Читаем В соблазнах кровавой эпохи. Книга первая полностью

А база эта, школа № 33, помещалась на Кузнечной, чуть ниже Жилянской и, к слову сказать (хоть это не имеет отношения к тому, о чем я сейчас рассказываю, а только к колориту тогдашнего Киева), еще была целиком еврейской. Наверное, должен был быть еврейским и находящийся при ней дневной санаторий (но не лагерь на Черепановой горе). Какое-то время он и был еврейским, и рудименты этого я еще застал. Руководительниц именовали «хавэртэ» (женский род от обращения «товарищ»): «хавэртэ Рая» и «хавэртэ Шифра». Но при мне принимал этот санаторий детей не только из еврейских школ и, естественно, не только из еврейских семей.

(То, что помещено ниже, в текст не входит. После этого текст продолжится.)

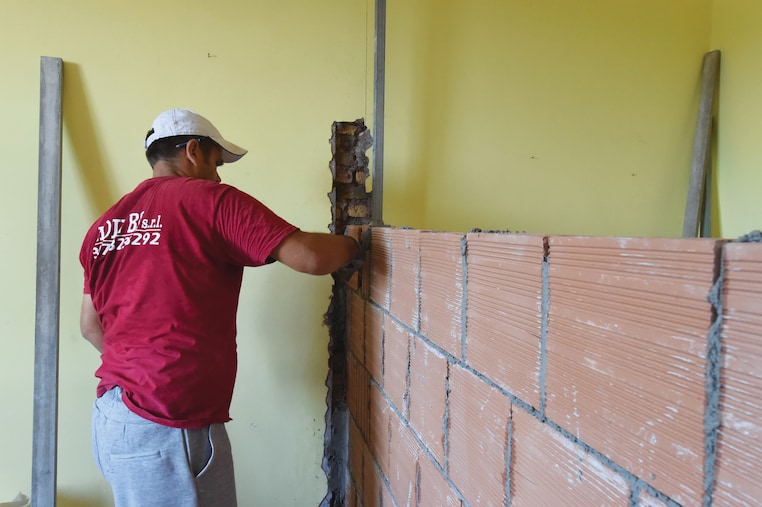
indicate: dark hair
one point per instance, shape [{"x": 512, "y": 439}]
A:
[{"x": 166, "y": 147}]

И поэтому звать их можно было и по-русски: «товарищ Рая» и «товарищ Шифра» Но традиция засасывала, и словом «хавэртэ» часто пользовались даже те, кто больше ни слова по-еврейски не знал. Тем более что и «товарищ» в данном контексте звучало как-то не по-русски. В русских школах учителей звали традиционно по имени-отчеству, а по имени только пионервожатых, но и тех без «товарищ» — «Нина», а не «товарищ Нина». Эти обращения так и не перешли одно в другое, а оба сошли на нет, став анахронизмом.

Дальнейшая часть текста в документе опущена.